The core product of QuartetS-DB is the collection of pairwise orthologs predicted between each pair of genomes from the 1621 species used in developing the database. To obtain these pairwise orthologs, we first performed an all-against-all BLAST analysis for all seven million proteins from these 1621 genomes to generate BBH pairs and predict putative orthologs. Putative pairwise orthologs are BBH pairs that satisfied two conditions: 1) the alignment region must cover at least 50% of the length of each sequence, and 2) the bit-score of the pair alignment had to exceed a cutoff value of 50, which is equivalent to a 10-5 E-value cutoff in our database. Currently, QuartetS-DB contains 4.42 million putative pairwise orthologs. We then used the QuartetS method to compute the parameter α for each putative pairwise ortholog and stored the largest value in the database.
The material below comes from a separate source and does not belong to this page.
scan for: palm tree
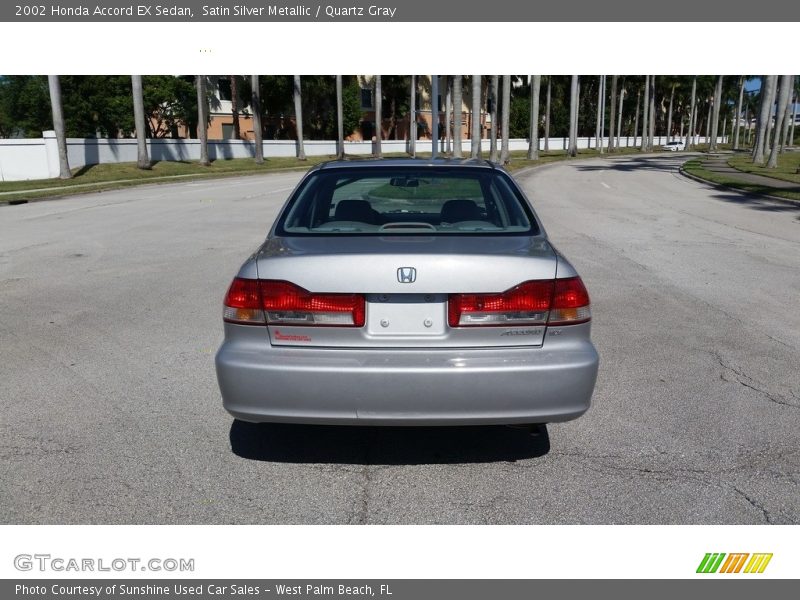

This allows users to modulate the accuracy of the retrieved pairwise orthologs between two species by specifying a cutoff value, Ω, and only retrieving those orthologs with a corresponding α ≤ Ω. Users can retrieve fewer, but more accurate (i.e., a lower level of false positives) ortholog predictions by specifying a small Ω, or they can retrieve more, but less accurate predictions by specifying a large Ω.
Comparative studies of multiple species require the identification of orthologs across more than two species, which can be inferred from pairwise orthologs by constructing orthologous groups. We constructed more than 300,000 orthologous groups by post-processing the pairwise ortholog predictions (using Ω = 20) and clustering these using the Markov Cluster (MCL) program (version 08–213, downloaded from http://micans.org/mcl). MCL is an unsupervised clustering algorithm , previously used by OrthoMCL , which clusters pairwise orthologs into orthologous groups, so that each group contains proteins (considered to be orthologs among themselves) from multiple (≥ 3) distinct species.
Functional annotation for orthologous groups
We employed a simple consensus rule based on the annotations of the individual proteins forming each group to functionally annotate the orthologous groups. When an annotation taxonomy was assigned to more than 80% of the proteins in an orthologous group, that taxonomy, which includes gene symbol, functional description, GO description, and GO accession number, was used to characterize the function of the group. Otherwise, the orthologous group was not annotated with a particular taxonomy. Many orthologous groups were not annotated either because their proteins lacked an annotation in the NCBI RefSeq database or due to inconsistent protein annotations that did not satisfy the consensus rule.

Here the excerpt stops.